This month, Arizona turns 100. KJZZ is marking the centennial each week in February with stories of our state’s history, people and places. We're calling it the Centennial Minute. This morning, authors and Arizona residents Fred DuVal and Lisa Schnebly Heidinger tell us about the early days of the state's most iconic natural landmark. The Grand Canyon.
FRED DUVAL: The Grand Canyon has always been Arizona’s wonder of the world.
We don’t know who first saw it…
We do know people lived within its walls 10 thousand years ago, and left salt caves and split twig figures.
One explorer, Joseph Christmas Ives, in 1858, didn’t see the Canyon’s beauty. He said, "Ours has been the first, and will doubtless be the last, party of whites to visit this profitless locality.”
LISA SCHNEBLY HEIDINGER: But a one-armed Civil War hero, Major John Wesley Powell, saw it differently from the kitchen chair he lashed to the top of a rowboat.

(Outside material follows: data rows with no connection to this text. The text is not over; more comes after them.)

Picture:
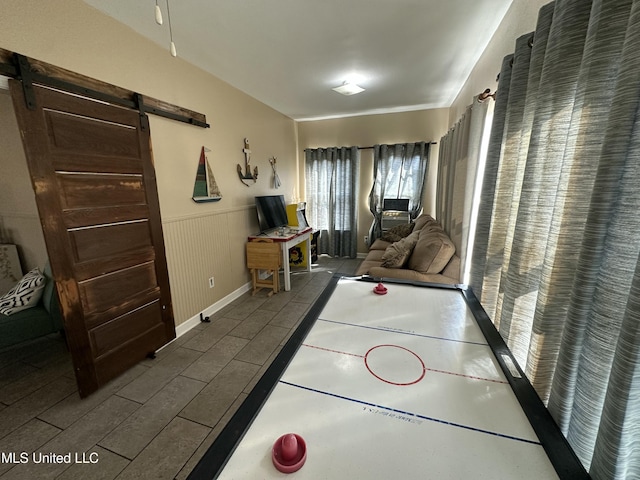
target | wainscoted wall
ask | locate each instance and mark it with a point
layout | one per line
(202, 246)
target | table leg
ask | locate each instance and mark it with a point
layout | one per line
(285, 264)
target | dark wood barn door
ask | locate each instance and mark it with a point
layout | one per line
(95, 187)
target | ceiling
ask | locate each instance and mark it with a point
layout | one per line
(289, 54)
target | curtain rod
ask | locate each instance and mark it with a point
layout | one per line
(368, 148)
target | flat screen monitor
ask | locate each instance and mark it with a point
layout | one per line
(272, 212)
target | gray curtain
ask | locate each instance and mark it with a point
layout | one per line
(399, 171)
(331, 183)
(460, 162)
(556, 259)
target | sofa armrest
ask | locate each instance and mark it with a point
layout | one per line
(411, 275)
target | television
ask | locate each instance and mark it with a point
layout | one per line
(272, 212)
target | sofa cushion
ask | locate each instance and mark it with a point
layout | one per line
(397, 254)
(379, 244)
(25, 294)
(431, 253)
(398, 232)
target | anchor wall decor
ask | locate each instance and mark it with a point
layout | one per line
(247, 175)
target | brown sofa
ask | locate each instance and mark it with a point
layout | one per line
(420, 251)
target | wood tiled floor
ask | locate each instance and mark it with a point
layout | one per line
(156, 420)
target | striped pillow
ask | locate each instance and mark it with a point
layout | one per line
(25, 294)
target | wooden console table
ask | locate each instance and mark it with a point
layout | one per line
(291, 236)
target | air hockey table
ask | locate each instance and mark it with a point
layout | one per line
(389, 380)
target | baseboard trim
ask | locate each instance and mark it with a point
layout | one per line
(184, 327)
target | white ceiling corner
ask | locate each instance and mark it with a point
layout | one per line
(407, 54)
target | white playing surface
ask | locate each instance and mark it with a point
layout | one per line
(396, 386)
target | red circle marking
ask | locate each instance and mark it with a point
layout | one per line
(366, 362)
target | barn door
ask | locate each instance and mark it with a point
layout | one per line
(95, 187)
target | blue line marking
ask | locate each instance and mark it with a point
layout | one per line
(403, 412)
(391, 330)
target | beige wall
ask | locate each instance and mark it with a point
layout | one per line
(19, 219)
(368, 130)
(521, 18)
(202, 240)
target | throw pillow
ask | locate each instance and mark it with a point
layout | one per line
(25, 294)
(423, 220)
(397, 233)
(432, 252)
(397, 254)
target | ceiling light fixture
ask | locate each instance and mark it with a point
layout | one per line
(172, 47)
(348, 88)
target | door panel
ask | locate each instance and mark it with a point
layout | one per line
(92, 173)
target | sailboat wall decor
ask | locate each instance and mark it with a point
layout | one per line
(205, 188)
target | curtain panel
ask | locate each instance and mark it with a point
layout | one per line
(399, 171)
(555, 260)
(460, 165)
(331, 182)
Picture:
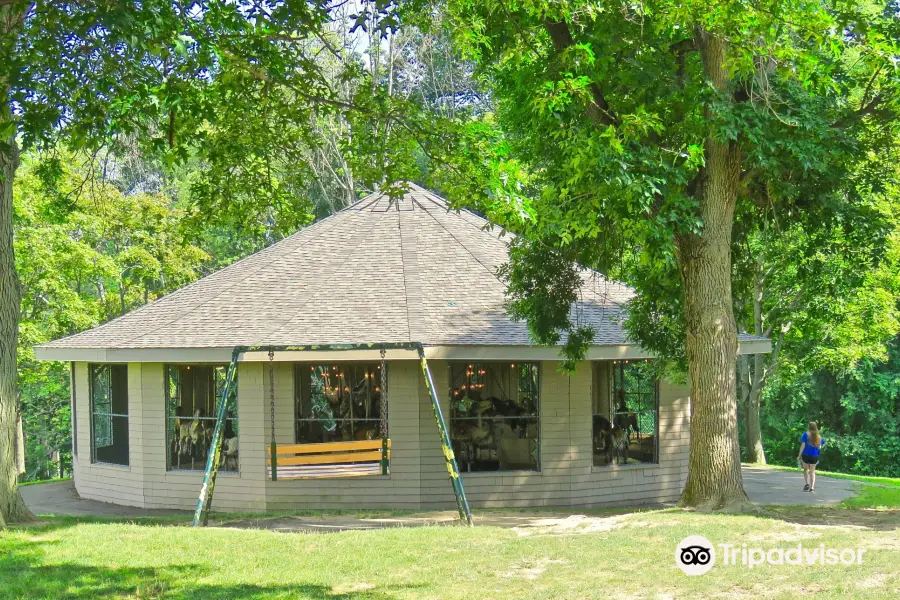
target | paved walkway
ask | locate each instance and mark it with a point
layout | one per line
(763, 485)
(774, 486)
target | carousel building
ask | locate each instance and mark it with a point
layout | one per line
(355, 427)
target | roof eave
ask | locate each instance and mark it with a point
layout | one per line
(434, 352)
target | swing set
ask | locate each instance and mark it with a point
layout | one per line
(334, 459)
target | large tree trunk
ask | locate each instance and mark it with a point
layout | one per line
(12, 508)
(714, 467)
(20, 445)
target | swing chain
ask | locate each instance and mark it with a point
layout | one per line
(272, 391)
(383, 397)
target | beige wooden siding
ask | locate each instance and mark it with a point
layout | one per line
(418, 477)
(567, 476)
(398, 490)
(179, 489)
(98, 481)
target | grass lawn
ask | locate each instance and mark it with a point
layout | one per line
(609, 557)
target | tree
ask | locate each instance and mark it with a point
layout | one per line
(106, 254)
(171, 75)
(639, 129)
(825, 288)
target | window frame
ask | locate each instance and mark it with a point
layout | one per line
(610, 385)
(537, 416)
(167, 417)
(74, 409)
(111, 415)
(298, 370)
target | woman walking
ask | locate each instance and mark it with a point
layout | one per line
(810, 444)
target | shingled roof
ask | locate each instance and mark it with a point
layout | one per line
(408, 270)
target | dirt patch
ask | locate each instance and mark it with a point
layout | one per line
(875, 581)
(352, 588)
(574, 524)
(530, 570)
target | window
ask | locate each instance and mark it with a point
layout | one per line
(193, 393)
(109, 414)
(626, 412)
(337, 403)
(494, 416)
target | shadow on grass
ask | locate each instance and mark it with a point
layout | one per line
(833, 516)
(24, 574)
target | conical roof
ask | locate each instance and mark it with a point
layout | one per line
(379, 271)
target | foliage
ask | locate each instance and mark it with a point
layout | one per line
(858, 412)
(107, 254)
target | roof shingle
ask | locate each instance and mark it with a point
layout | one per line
(379, 271)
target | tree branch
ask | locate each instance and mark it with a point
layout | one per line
(598, 110)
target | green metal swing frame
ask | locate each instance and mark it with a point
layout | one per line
(204, 501)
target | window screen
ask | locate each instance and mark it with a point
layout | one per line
(338, 402)
(625, 412)
(109, 414)
(494, 410)
(193, 393)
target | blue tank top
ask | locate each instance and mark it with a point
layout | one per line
(810, 450)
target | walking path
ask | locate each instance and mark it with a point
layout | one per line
(774, 486)
(763, 486)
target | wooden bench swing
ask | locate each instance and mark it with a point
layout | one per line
(336, 459)
(331, 459)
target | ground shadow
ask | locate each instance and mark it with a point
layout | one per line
(870, 518)
(24, 574)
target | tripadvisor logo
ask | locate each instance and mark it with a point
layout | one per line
(696, 555)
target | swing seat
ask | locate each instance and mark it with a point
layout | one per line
(333, 459)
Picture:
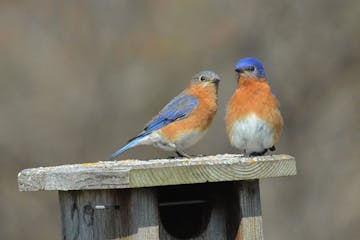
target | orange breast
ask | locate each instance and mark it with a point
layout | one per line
(200, 118)
(254, 96)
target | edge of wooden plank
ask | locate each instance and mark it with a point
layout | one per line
(156, 172)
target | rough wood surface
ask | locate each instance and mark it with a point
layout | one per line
(250, 227)
(128, 214)
(158, 172)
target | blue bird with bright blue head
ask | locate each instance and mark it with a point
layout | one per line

Powell described exploring the unknown Colorado River in 1869 with nine men. Some of his men feared the river would disappear underground and left the expedition at what Powell would name Separation Canyon. They were thought killed by Paiute Indians. His journals of boats smashed in rapids as they explored the uncharted waters -- and also sites of incomparable beauty -- fired the country’s imagination.
By the time it became a national park in 1919, virtually everyone approved.
DUVAL: Today almost 5 million people a year gaze in wonder at what Major Powell saw. But it wasn’t till last year we finally, officially became the Grand Canyon State.
Fred DuVal and Lisa Schnebly Heidinger are co-authors of “Calling Arizona Home.”